My understanding is that I can implement GF$(2^{32})$ as GF$((2^{16})^2)$. I have been looking at this paper which describes algorithms to do that; however, I'm struggling to implement the reduction step.

Following Algorithm 2 on pg 14, attempting to multiply 0x0xAABBCCDD and 0x99887766 in GF$(2^{32})$, I'm using the following algorithm where * denotes multiplication in GF$(2^{16})$:

c[0] = a[0] * b[0]
c[1] = (a[1] * b[0]) ^ (a[0] * b[0])
c[2] = a[1] * b[1]

Now my understanding is that I need to reduce this number ($c[0]*2^{32} + c[1]*2^{16} + c[2]$) by the polynomial listed in Table II on pg 13: $x^2 + x + 8192$. This is where I become lost... how do I do this? The paper explains doing this assuming the reduction polynomial is of the form $p(x) = x^m + x^3 + x + v$. However, the polynomial listed in the table is not of this form, or if it is, then I'm completely lost.

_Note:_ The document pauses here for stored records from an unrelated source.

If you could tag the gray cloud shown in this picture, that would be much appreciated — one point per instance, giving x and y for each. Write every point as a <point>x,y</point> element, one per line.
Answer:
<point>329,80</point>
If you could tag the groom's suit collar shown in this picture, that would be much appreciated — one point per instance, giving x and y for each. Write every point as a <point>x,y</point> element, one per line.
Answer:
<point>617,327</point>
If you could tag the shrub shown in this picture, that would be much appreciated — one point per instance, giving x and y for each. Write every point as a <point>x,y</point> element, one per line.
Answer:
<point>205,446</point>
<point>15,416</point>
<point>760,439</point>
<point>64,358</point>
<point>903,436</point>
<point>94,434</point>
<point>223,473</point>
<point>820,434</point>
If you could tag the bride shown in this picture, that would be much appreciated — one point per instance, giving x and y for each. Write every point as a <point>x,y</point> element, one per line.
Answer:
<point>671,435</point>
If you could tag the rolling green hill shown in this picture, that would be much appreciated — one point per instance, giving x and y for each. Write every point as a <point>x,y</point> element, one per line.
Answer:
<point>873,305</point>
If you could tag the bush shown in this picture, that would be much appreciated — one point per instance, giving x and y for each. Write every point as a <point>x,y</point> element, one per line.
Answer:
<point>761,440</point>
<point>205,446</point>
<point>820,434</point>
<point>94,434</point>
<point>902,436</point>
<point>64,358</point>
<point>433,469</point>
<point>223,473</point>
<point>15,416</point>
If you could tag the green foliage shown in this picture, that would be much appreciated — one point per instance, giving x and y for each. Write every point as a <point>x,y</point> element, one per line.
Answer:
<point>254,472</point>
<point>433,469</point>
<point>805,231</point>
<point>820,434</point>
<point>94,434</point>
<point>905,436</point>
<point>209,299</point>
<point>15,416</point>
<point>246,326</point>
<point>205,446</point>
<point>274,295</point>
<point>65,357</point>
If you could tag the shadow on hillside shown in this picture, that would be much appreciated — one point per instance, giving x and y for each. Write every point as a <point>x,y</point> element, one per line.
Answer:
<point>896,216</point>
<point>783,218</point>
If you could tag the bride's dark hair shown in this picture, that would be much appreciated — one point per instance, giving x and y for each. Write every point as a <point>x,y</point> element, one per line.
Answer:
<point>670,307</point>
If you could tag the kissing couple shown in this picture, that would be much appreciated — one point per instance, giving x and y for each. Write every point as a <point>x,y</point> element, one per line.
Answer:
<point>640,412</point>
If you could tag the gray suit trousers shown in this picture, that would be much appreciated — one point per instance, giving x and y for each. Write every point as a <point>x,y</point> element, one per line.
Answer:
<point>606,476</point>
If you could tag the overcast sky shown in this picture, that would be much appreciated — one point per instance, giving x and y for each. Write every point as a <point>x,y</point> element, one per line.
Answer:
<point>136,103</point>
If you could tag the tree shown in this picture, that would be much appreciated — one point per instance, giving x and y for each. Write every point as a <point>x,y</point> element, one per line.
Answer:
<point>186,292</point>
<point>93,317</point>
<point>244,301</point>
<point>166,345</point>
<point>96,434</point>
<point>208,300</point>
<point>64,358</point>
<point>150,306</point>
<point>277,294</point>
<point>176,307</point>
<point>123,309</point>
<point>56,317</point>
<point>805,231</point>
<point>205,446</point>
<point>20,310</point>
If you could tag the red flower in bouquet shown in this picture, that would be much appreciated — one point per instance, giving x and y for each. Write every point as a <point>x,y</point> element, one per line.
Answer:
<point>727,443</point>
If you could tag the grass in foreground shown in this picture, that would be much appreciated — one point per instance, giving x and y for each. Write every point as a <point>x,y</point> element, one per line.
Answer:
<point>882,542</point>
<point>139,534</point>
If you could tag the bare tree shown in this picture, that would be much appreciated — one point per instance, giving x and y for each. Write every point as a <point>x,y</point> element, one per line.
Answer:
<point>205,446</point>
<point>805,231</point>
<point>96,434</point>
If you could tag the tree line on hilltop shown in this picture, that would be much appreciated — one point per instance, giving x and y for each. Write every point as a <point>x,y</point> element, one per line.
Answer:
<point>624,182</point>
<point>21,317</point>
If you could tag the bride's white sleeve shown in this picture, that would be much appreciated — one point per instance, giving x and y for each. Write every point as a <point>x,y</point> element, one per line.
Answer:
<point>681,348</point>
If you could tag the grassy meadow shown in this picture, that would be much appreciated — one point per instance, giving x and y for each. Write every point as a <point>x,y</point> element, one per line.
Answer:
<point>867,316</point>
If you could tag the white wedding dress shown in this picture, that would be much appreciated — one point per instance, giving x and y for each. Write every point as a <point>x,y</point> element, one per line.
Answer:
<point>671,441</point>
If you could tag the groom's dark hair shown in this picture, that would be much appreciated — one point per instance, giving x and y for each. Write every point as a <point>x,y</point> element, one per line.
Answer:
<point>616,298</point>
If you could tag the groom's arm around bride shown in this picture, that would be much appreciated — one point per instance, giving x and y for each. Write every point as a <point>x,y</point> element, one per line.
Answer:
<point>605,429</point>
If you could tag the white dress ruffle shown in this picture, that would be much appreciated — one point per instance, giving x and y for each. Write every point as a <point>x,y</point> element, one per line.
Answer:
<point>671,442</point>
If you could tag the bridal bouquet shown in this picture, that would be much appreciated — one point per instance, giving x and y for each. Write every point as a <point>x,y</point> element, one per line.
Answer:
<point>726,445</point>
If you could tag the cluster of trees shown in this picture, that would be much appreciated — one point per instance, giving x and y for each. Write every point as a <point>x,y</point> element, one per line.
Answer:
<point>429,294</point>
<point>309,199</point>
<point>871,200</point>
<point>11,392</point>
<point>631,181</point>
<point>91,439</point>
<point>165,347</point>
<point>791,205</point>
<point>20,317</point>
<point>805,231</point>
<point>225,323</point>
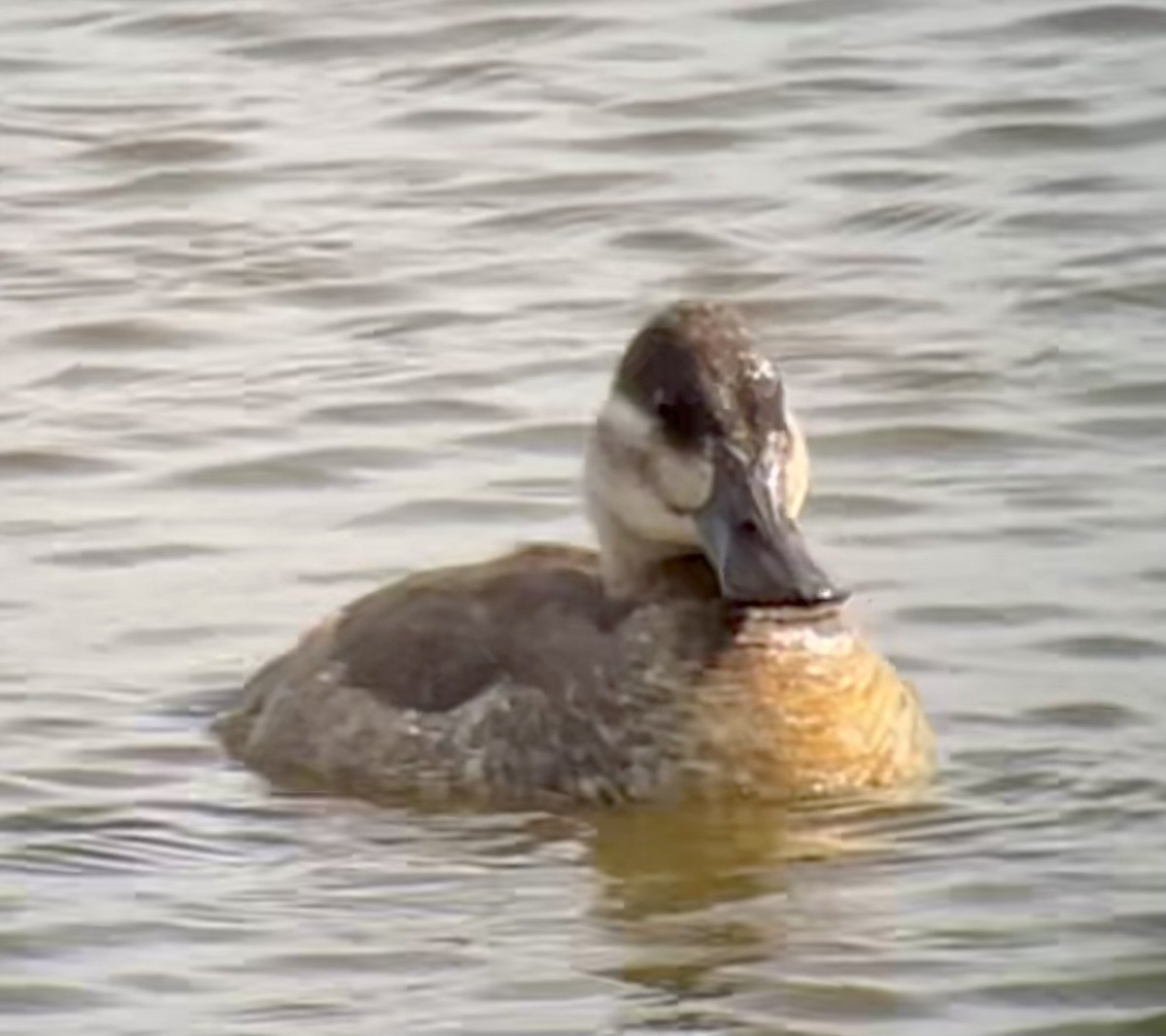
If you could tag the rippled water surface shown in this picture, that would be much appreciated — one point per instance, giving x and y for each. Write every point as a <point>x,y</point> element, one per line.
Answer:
<point>297,296</point>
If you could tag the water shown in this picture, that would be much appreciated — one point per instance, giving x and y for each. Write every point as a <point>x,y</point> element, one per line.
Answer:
<point>296,297</point>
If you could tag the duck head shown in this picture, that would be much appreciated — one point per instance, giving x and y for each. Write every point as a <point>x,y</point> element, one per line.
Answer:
<point>695,450</point>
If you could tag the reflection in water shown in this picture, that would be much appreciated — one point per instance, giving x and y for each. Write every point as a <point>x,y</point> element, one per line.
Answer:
<point>693,896</point>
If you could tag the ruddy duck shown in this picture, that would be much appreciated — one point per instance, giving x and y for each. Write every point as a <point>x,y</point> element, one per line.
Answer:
<point>701,652</point>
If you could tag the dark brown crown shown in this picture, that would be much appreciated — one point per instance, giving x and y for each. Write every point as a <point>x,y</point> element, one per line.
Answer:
<point>697,367</point>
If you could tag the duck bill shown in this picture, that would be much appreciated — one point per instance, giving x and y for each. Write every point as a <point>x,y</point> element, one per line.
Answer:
<point>756,548</point>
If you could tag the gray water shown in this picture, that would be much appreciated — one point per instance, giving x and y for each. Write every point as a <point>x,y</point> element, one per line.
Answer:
<point>298,296</point>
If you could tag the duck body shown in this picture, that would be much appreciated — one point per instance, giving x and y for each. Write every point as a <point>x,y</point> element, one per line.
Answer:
<point>520,681</point>
<point>700,652</point>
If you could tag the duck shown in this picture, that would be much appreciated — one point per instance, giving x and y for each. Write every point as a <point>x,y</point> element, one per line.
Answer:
<point>700,653</point>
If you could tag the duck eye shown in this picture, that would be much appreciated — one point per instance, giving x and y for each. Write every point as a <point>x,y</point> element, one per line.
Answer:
<point>685,423</point>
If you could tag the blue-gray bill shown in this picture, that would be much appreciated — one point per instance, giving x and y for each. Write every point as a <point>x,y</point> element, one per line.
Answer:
<point>757,550</point>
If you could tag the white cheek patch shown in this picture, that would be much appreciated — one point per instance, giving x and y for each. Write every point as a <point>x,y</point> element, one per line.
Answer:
<point>640,481</point>
<point>685,481</point>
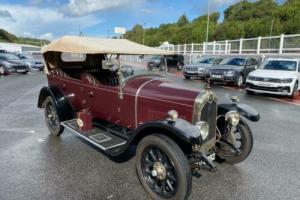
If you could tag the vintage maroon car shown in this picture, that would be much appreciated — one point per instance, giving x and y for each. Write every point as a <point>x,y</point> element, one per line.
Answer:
<point>177,130</point>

My understanding is that if c[0] is not zero, then I need to reduce c[1] and c[2] using the following algorithm which will give a result in GF$(2^{32})$:

result[0] = c[1] ^ (poly[0] * c[0])
result[1] = c[2] ^ (poly[1] * c[0])

result = (result[0] << 16) + result[1]

However, given the polynomial $x^2 + x + 8192$, I'm not sure what values to use for poly[0] and poly[1] in the above algorithm. Also, this algorithm might also be wrong.

Any help on this final reduction step is greatly appreciated!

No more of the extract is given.